This article is based on Mahout in Action, to be published on June, 2011. It is being reproduced here by permission from Manning Publications. Manning publishes MEAP (Manning Early Access Program,) eBooks and pBooks. MEAPs are sold exclusively through Manning.com. All pBook purchases include free PDF, mobi and epub. When mobile formats become available all customers will be contacted and upgraded. Visit Manning.com for more information. [ Use promotional code ‘java40beat’ and get 40% discount on eBooks and pBooks ]
Running in the Cloud
Don’t have a hundred machines lying around on which to run these big distributed computations? Fortunately, today, service providers allow you to rent storage and computing time from a computing cloud.
Amazon’s Elastic MapReduce (figure 1) service (http://aws.amazon.com/elasticmapreduce/) is one such service. It uses Amazon’s S3 storage service instead of a pure Hadoop Distributed File System (HDFS) instance for storing data in the cloud. After uploading your .jar file and data to S3, you can invoke a distributed computation using the Amazon Web Services (AWS) Console.
After logging in to the main AWS Console, select the Amazon Elastic MapReduce tab. Choose to Create New Job Flow. Give the new flow whatever name you like and specify Run your own application. Choose the Custom jar type and continue. Specify the location on S3 where the .jar file resides; this will be an s3: URI, not unlike “s3://my-bucket/target/mahout-core-0.4-SNAPSHOT.job”.
The job arguments will be the same as when running on the command line; here it will certainly be necessary to configure the number of mappers and reducers. The number of mappers and reducers can be tuned to your liking. We recommend starting with a number equal to the number of virtual cores you reserve for the computation. While any instance type can be used, we recommend starting with the “regular” types unless there is a reason to choose something else: small, large, or extra large. The number and type of instances is selected on the next AWS Console screen.

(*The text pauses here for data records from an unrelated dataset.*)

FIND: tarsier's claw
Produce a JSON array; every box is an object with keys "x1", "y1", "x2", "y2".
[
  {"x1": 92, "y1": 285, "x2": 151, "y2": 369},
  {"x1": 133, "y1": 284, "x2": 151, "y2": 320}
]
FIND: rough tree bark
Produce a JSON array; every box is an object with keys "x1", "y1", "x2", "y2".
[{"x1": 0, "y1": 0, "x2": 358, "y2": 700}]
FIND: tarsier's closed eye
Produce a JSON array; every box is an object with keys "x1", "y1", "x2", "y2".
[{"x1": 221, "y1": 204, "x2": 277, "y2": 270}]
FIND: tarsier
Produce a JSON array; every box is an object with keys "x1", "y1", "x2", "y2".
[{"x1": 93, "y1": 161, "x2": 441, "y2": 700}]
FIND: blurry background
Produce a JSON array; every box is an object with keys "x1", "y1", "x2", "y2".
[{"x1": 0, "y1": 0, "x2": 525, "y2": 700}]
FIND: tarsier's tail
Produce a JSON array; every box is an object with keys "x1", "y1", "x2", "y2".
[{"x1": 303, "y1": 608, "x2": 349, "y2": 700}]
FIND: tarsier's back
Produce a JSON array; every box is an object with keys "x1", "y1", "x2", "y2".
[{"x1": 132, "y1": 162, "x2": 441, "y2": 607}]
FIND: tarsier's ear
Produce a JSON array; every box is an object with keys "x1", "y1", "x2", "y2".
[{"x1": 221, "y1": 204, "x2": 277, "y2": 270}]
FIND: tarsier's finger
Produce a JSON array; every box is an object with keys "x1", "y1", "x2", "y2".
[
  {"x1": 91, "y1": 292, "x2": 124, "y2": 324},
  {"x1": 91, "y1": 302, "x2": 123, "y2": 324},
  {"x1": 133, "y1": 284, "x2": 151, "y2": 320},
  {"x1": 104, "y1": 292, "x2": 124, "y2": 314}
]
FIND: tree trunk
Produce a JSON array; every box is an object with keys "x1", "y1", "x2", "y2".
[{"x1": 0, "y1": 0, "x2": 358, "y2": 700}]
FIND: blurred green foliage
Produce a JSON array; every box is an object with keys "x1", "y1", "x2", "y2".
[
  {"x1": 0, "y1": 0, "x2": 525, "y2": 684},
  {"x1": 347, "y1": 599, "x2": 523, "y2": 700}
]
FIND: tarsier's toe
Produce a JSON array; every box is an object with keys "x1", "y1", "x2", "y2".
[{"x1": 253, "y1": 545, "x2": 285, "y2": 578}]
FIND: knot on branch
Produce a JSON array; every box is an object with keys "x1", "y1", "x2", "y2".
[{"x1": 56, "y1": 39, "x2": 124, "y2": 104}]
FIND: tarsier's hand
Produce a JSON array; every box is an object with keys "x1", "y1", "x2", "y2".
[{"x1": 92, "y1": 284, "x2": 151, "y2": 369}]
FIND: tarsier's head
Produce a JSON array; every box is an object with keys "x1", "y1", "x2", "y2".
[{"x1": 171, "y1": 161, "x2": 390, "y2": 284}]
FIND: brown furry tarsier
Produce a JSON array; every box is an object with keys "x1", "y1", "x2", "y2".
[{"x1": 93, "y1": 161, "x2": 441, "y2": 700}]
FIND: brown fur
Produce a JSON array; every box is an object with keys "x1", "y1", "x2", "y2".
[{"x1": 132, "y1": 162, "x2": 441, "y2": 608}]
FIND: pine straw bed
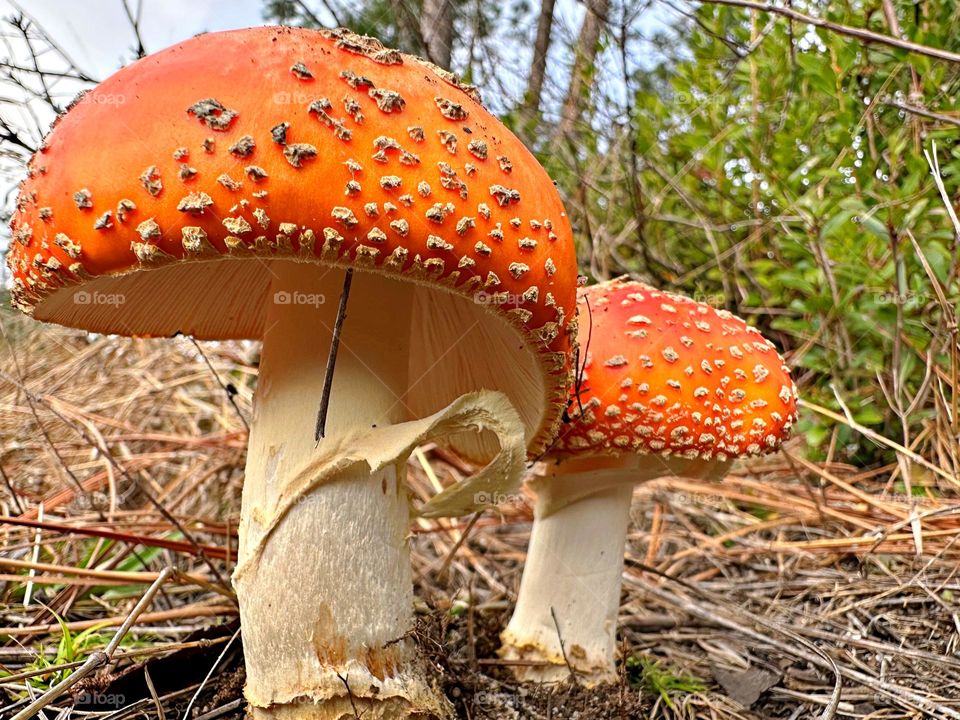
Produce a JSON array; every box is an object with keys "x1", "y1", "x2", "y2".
[{"x1": 0, "y1": 311, "x2": 960, "y2": 720}]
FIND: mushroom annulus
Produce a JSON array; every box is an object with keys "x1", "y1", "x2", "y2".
[
  {"x1": 8, "y1": 27, "x2": 577, "y2": 720},
  {"x1": 500, "y1": 279, "x2": 797, "y2": 685}
]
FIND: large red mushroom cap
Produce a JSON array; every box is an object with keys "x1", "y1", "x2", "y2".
[
  {"x1": 553, "y1": 279, "x2": 797, "y2": 461},
  {"x1": 8, "y1": 27, "x2": 576, "y2": 462}
]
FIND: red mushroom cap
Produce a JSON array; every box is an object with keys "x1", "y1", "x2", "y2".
[
  {"x1": 553, "y1": 280, "x2": 797, "y2": 460},
  {"x1": 8, "y1": 27, "x2": 577, "y2": 458}
]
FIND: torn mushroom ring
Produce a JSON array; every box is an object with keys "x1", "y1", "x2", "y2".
[{"x1": 8, "y1": 23, "x2": 577, "y2": 718}]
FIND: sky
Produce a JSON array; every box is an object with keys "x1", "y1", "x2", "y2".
[{"x1": 0, "y1": 0, "x2": 660, "y2": 286}]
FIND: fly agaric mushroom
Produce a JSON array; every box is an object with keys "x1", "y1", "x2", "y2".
[
  {"x1": 501, "y1": 279, "x2": 797, "y2": 684},
  {"x1": 8, "y1": 28, "x2": 576, "y2": 719}
]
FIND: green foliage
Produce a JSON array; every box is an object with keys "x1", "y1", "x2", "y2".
[
  {"x1": 265, "y1": 0, "x2": 960, "y2": 465},
  {"x1": 544, "y1": 0, "x2": 960, "y2": 463},
  {"x1": 626, "y1": 655, "x2": 706, "y2": 708}
]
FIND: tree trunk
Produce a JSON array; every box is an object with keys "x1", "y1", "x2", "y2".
[
  {"x1": 523, "y1": 0, "x2": 556, "y2": 122},
  {"x1": 557, "y1": 0, "x2": 610, "y2": 136},
  {"x1": 420, "y1": 0, "x2": 453, "y2": 70}
]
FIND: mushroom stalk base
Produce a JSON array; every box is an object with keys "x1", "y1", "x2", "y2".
[
  {"x1": 234, "y1": 263, "x2": 449, "y2": 720},
  {"x1": 501, "y1": 483, "x2": 633, "y2": 685},
  {"x1": 500, "y1": 456, "x2": 730, "y2": 685}
]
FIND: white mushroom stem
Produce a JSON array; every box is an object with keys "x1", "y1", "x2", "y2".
[
  {"x1": 234, "y1": 262, "x2": 445, "y2": 720},
  {"x1": 500, "y1": 456, "x2": 729, "y2": 685}
]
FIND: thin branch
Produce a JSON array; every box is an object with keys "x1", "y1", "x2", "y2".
[
  {"x1": 313, "y1": 268, "x2": 353, "y2": 443},
  {"x1": 696, "y1": 0, "x2": 960, "y2": 64},
  {"x1": 10, "y1": 567, "x2": 173, "y2": 720}
]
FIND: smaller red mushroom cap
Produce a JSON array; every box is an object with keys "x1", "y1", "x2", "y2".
[{"x1": 552, "y1": 279, "x2": 797, "y2": 461}]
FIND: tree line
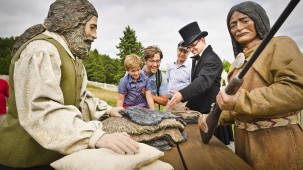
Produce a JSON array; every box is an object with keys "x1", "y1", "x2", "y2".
[{"x1": 0, "y1": 26, "x2": 230, "y2": 84}]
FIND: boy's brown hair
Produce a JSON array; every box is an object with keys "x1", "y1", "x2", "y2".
[{"x1": 124, "y1": 54, "x2": 143, "y2": 71}]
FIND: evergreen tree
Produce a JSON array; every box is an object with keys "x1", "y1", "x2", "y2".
[{"x1": 114, "y1": 26, "x2": 144, "y2": 82}]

If your input data is extremely large, some recommender jobs such as that in org.apache.mahout.cf.taste.hadoop.item may need more RAM per mapper or reducer. In this case, you may have to choose a high-memory instance type. You may also opt for a high-CPU instance type; the risk is that the jobs will spend enough time reading and writing data to S3 that these instances’ speedy CPUs will go mostly unused. Therefore, the conventional instance types are a good place to start. If using the small instance type, which has one virtual core per instance, then simply set the number of mappers and reducers equal to the number of instances you will select.
You may leave other options untouched unless you have reason to set them. This is the essence of running a recommender job on Elastic MapReduce; refer to Amazon’s documentation for more information about how to monitor, stop, and debug such jobs.
We introduced Amazon’s Elastic MapReduce, which uses Amazon’s S3 storage service instead of a pure Hadoop Distributed File System (HDFS) instance for storing data in the cloud.